The C code for this is:

// First pass: Full and saturated cups.
for (currentCup = 1; currentCup <= NUM_CUPS; currentCup++)
    if ((currentCups[currentCup] == currentCup) || (currentCups[currentCup] >= 7 + currentCup))

// Second pass: Overfull cups.
for (currentCup = 1; currentCup <= NUM_CUPS; currentCup++)
    if (currentCups[currentCup] > currentCup)

// Third pass: Move the highest nonempty cup.
for (currentCup = NUM_CUPS; currentCup <= NUM_CUPS; --currentCup)
    if (currentCups[currentCup])

The first player has a substantial advantage, so I can still reliably beat the computer (using these rules myself) if I go first. I have also beaten it when it goes first, but I have a hard time replicating that. Danielle beat it too, after a few days, but so far no one else has!

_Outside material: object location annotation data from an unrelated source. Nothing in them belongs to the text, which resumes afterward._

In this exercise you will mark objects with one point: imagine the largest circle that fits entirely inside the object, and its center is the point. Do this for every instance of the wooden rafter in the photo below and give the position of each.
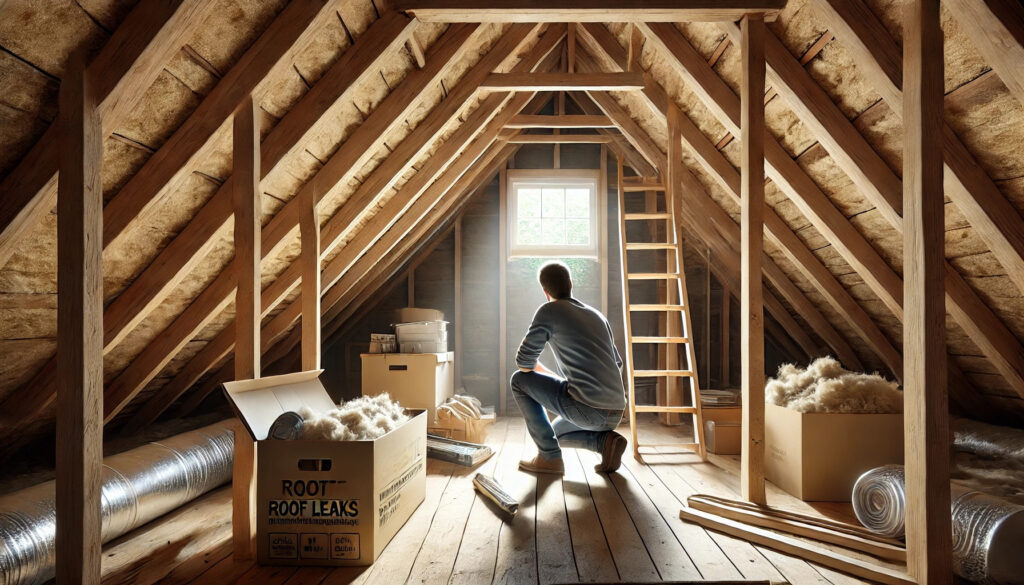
(127, 65)
(599, 41)
(567, 121)
(169, 166)
(174, 262)
(825, 121)
(215, 350)
(562, 82)
(587, 11)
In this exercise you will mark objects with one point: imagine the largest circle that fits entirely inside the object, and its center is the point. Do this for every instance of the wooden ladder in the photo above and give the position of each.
(675, 328)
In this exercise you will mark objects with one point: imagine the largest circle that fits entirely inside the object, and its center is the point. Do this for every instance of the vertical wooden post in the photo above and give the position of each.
(247, 314)
(502, 300)
(80, 332)
(926, 415)
(602, 202)
(309, 234)
(726, 318)
(752, 234)
(458, 302)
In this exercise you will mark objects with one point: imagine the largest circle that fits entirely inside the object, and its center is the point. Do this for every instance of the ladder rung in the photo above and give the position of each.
(675, 410)
(660, 373)
(649, 215)
(649, 246)
(642, 186)
(641, 339)
(651, 276)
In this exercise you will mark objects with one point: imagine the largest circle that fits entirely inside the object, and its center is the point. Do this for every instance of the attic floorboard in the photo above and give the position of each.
(584, 528)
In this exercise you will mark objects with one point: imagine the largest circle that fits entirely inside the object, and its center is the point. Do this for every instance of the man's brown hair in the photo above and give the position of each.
(556, 281)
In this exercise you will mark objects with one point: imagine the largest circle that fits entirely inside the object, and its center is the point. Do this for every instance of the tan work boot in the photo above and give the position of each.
(541, 465)
(611, 455)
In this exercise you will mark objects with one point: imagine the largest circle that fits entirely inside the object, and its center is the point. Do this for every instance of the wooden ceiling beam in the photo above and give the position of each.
(125, 68)
(822, 117)
(153, 359)
(560, 139)
(419, 141)
(587, 11)
(190, 246)
(336, 226)
(562, 82)
(971, 190)
(567, 121)
(165, 171)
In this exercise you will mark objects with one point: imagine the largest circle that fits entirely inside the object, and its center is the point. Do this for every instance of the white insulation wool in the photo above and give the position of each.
(826, 386)
(364, 418)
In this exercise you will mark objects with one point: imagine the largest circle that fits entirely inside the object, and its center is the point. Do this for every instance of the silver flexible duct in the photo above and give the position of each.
(988, 532)
(138, 486)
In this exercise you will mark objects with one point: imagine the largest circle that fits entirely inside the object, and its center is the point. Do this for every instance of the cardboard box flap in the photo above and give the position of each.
(258, 403)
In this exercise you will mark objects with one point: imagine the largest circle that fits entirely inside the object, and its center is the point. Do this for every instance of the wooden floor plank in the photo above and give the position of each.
(436, 559)
(586, 527)
(709, 557)
(671, 559)
(478, 549)
(555, 562)
(631, 556)
(516, 562)
(590, 548)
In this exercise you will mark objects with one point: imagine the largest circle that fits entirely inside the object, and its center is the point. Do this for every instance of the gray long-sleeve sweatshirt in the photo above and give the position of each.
(582, 340)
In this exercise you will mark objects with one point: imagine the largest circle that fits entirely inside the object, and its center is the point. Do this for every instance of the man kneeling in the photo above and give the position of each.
(591, 400)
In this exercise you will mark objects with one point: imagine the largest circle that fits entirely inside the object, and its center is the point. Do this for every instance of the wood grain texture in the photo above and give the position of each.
(589, 11)
(80, 315)
(247, 312)
(752, 136)
(926, 414)
(309, 233)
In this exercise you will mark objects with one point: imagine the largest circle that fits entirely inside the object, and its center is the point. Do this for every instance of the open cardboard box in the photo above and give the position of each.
(819, 456)
(327, 502)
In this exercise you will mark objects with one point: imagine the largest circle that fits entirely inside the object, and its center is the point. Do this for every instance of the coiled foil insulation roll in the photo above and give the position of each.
(137, 486)
(988, 532)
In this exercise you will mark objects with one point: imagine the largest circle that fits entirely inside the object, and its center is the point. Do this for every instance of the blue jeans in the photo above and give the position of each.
(578, 425)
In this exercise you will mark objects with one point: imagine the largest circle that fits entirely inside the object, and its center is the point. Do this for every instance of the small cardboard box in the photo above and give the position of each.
(722, 437)
(327, 502)
(471, 429)
(414, 380)
(819, 456)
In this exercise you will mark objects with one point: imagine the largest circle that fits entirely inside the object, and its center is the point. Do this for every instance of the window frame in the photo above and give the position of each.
(561, 178)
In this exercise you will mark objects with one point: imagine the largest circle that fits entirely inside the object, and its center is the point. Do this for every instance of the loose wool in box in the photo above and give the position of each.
(364, 418)
(826, 386)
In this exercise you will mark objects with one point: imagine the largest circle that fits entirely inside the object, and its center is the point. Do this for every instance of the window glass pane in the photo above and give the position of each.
(528, 233)
(577, 203)
(529, 202)
(554, 203)
(554, 232)
(578, 232)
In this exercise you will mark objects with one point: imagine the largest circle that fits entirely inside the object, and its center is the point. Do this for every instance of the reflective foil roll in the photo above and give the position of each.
(880, 500)
(137, 486)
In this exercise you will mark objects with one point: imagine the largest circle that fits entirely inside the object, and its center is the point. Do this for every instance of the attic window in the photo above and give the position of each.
(553, 213)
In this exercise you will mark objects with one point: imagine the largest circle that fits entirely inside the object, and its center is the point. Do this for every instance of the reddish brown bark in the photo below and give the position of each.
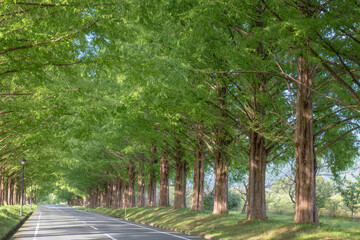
(141, 183)
(305, 198)
(119, 193)
(180, 180)
(256, 187)
(221, 184)
(198, 180)
(164, 180)
(220, 159)
(130, 187)
(151, 201)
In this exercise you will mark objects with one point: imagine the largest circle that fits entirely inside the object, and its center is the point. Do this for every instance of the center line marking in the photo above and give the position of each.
(110, 237)
(37, 227)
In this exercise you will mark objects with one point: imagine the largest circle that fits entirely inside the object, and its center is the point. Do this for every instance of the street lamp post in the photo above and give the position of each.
(23, 161)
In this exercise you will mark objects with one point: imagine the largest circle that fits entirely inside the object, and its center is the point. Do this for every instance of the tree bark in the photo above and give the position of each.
(164, 180)
(198, 180)
(141, 184)
(180, 180)
(305, 199)
(130, 201)
(220, 159)
(256, 187)
(119, 193)
(151, 201)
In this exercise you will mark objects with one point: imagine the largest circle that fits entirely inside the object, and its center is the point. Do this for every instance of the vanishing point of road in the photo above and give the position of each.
(55, 222)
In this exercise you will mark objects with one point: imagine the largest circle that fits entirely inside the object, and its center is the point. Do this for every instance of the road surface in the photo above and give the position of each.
(55, 222)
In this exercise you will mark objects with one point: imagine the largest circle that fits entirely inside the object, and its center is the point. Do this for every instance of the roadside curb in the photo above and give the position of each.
(158, 226)
(15, 228)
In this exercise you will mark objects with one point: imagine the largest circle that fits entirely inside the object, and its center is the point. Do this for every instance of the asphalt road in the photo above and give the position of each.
(55, 222)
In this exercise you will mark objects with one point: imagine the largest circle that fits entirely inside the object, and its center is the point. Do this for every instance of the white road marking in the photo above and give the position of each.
(110, 237)
(94, 227)
(139, 226)
(170, 234)
(37, 227)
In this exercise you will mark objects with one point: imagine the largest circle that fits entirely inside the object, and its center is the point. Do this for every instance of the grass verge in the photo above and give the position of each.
(235, 226)
(10, 216)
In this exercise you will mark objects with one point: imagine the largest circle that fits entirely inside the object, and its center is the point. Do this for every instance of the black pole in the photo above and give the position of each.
(22, 191)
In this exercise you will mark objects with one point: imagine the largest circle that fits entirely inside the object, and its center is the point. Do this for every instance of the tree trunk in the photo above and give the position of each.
(305, 199)
(141, 185)
(1, 189)
(130, 201)
(151, 179)
(119, 195)
(126, 195)
(164, 180)
(198, 180)
(256, 187)
(220, 159)
(180, 180)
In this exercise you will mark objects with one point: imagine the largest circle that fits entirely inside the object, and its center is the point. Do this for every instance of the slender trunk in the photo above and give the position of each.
(220, 160)
(221, 184)
(256, 187)
(180, 180)
(130, 202)
(245, 206)
(151, 200)
(198, 180)
(113, 195)
(305, 199)
(164, 180)
(1, 189)
(141, 185)
(126, 195)
(119, 190)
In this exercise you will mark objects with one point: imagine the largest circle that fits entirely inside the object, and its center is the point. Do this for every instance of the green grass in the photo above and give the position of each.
(234, 225)
(10, 216)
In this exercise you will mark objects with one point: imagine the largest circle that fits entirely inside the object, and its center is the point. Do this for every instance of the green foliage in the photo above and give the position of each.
(234, 226)
(351, 194)
(10, 216)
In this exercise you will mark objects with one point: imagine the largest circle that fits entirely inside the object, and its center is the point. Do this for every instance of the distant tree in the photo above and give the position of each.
(351, 194)
(324, 191)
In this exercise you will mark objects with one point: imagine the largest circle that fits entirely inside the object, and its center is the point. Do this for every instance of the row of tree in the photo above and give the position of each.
(156, 89)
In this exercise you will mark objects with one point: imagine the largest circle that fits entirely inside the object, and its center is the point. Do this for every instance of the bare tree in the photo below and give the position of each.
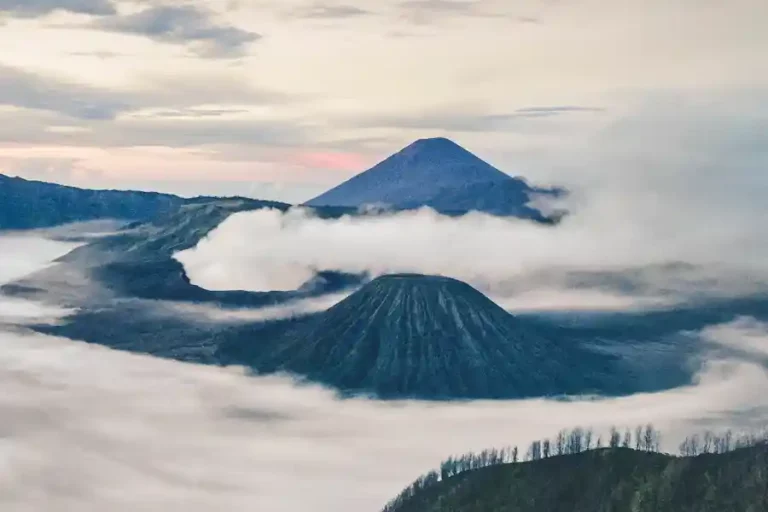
(588, 439)
(576, 440)
(560, 442)
(649, 438)
(627, 441)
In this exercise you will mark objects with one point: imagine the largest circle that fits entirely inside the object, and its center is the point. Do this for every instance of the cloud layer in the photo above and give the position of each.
(88, 428)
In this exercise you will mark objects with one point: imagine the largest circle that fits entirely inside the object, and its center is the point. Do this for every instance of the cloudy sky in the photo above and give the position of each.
(282, 99)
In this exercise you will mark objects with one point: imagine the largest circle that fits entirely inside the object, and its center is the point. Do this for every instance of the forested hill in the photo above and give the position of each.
(26, 204)
(607, 479)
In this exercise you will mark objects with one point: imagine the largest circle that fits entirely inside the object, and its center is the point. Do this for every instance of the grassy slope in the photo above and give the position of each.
(618, 480)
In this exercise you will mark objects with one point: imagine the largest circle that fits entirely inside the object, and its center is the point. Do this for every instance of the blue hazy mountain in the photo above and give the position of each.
(429, 337)
(26, 204)
(438, 173)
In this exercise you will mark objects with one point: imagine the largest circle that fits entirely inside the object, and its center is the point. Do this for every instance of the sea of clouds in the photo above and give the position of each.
(88, 428)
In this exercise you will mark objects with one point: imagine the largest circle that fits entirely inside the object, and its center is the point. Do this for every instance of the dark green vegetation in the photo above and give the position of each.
(35, 204)
(612, 479)
(427, 337)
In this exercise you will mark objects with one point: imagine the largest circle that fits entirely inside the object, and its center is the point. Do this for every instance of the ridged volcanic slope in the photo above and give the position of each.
(414, 336)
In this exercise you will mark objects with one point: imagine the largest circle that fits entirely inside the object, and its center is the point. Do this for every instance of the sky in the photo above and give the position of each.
(282, 100)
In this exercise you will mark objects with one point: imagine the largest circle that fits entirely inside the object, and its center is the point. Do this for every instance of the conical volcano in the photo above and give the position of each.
(437, 173)
(416, 336)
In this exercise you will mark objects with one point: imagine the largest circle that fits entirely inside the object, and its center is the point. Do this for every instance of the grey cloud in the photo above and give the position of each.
(183, 25)
(438, 5)
(332, 11)
(427, 11)
(27, 90)
(35, 8)
(22, 89)
(99, 54)
(561, 109)
(195, 113)
(460, 119)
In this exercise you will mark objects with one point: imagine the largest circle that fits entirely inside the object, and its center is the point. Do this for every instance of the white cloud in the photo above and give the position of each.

The addition of a game tree generator with at least several moves of lookahead would probably make an unbeatable game; combinatorial game theory also apparently works well with this class of game and would be an option.

Future fun

There are lots of improvements to be made:

  • Abstract out the Mancala-specific code to make a generic device/OS for running simple games.
  • Improve game play.
  • Support more Mancala variants.
  • Add undo, statistics, and save/restore of individual games.
  • Make a more permanent board (though the breadboard has held up well so far).
Source code46.62 KB



can i have the source code pls??

thanks in advance


I’ll get it together this weekend and post it here. Are you interested in building the project as is, or just the algorithms, or…?

Source code added

I’ve just added the source code above, as several people have asked for it. Enjoy.